The fence of steel bars and mesh near the Calexico Port of Entry is 12 feet tall. During the day, when the port is bustling with noise and traffic, people on the Mexican side often use blowtorches and hacksaws to cut the slats, Lozano says, pointing to old bits of slag on the ground. Some use rope or homemade ladders to get over.

The Border Patrol also uses sonar technology in the area - tunnels have been found linking homes in Mexicali, Baja California and Calexico.

A gap exists in border fencing that cuts across north-south waterways on the border, including the New River in Calexico, which runs north from Mexico. The polluted river remains a common way for people to try to enter the United States.

Farther east, the Imperial Sand Dunes stretch across 10 miles of international border in sand that drifts like snow and eventually would bury any walls or fences built there.

Arizona and New Mexico

Fencing the 24 border miles of Colorado River in Arizona would be difficult, too, says Chris Van Wagenen, spokesman for the Border Patrol's Yuma Sector. He says the river shifts every few years.

East of the Yuma desert, the Cabeza Prieta National Wildlife Refuge has 56 miles of international border, none of it with security fencing or barriers. Increased illegal traffic in the refuge has prompted officials there to ask for waist-high vehicle barriers.

Refuge manager Roger Di Rosa estimates building 40 miles of vehicle barriers will take two years and cost at least $30 million. There are no roads along the refuge border, so those would have to be built, too.

“Keep in mind, no single solution stands alone,” Di Rosa says. “You cannot put up a vehicle barrier or a wall and walk away. It just doesn't work. You have to have what the Border Patrol calls force multipliers - barrier technology to monitor it, or else it will be breached.”

East of Cabeza Prieta is Organ Pipe National Monument, where 30 miles of vehicle barriers recently went up for $18 million, with some rocky areas requiring a helicopter and heavy equipment to put them in place.

The north-flowing San Pedro River west of Naco has a barbed-wire barrier across it, but it needs constant repairs because heavy rainfall blows it out and it's easy to cut, says Bill Childress, manager of the San Pedro Riparian National Conservation Area, which has about two miles of international border. But any heavier fence in the river would stand a good chance of being blown out by the high-velocity water that rushes through during storms, he says.

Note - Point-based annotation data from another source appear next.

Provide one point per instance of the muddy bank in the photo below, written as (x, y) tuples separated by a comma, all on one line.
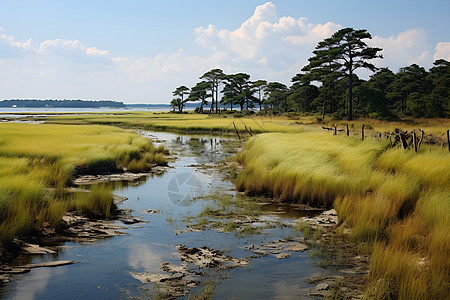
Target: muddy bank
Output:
[(176, 280), (334, 251), (113, 177)]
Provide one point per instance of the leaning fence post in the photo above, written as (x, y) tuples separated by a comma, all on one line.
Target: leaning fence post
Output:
[(237, 132), (362, 131), (448, 139), (415, 140)]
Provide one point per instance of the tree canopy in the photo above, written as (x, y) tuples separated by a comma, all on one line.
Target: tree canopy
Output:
[(340, 55), (328, 85)]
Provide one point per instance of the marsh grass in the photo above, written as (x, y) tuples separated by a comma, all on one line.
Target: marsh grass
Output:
[(37, 158), (394, 200)]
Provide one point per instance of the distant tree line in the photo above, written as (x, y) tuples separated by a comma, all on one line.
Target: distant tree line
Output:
[(329, 86), (60, 103)]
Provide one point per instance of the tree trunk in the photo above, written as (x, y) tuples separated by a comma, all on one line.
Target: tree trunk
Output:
[(217, 96), (323, 107), (350, 95)]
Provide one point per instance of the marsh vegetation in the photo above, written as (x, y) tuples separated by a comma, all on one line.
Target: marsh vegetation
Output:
[(38, 162), (396, 200)]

The House bill to put up 700 miles of fencing along the border goes across the San Pedro River area.

Rio Grande

More than than half the U.S.-Mexican border - 1,254 miles - is in Texas, and less than 1 percent of is fenced. The state's border fence consists of nearly 11 miles in El Paso and one mile behind Laredo Community College.

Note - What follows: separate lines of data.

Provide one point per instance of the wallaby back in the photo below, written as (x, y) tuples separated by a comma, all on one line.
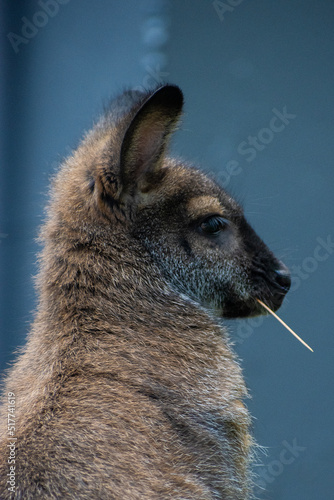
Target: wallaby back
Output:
[(128, 387)]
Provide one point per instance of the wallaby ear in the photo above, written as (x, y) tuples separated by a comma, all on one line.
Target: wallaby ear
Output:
[(147, 137)]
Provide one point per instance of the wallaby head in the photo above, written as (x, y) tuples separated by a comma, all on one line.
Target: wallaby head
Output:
[(195, 232), (128, 388)]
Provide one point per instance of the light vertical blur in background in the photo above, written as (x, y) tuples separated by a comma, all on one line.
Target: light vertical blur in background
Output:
[(258, 80)]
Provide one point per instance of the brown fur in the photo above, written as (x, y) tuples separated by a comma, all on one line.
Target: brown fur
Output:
[(128, 387)]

“We've got a big river, deep canyons. It would be a waste of time to put up a fence,” says Bill Brooks, spokesman for the Border Patrol's Marfa Sector in West Texas, which covers 510 border miles.

The sector includes Big Bend National Park, an 801,000-acre federally protected area of tough terrain - 1,500-foot-deep canyons, mountains, sheer cliffs and a formidable river. Mountains there rise 7,800 feet.

“We've got a huge ally in our geography here,” says Mark Spier, a Big Bend park ranger. “There are certain places where you can't go and there are certain places you can. It's like water: It's going to find its natural course, so that's where you put your dam.”

The sector's 210-mile border with Mexico doesn't need a fence because of the Rio Grande, said Spokesman Hilario Leal of the Border Patrol's Del Rio Sector in Texas. He also wonders if a fence would be possible - all the border land in the sector is privately owned, he says.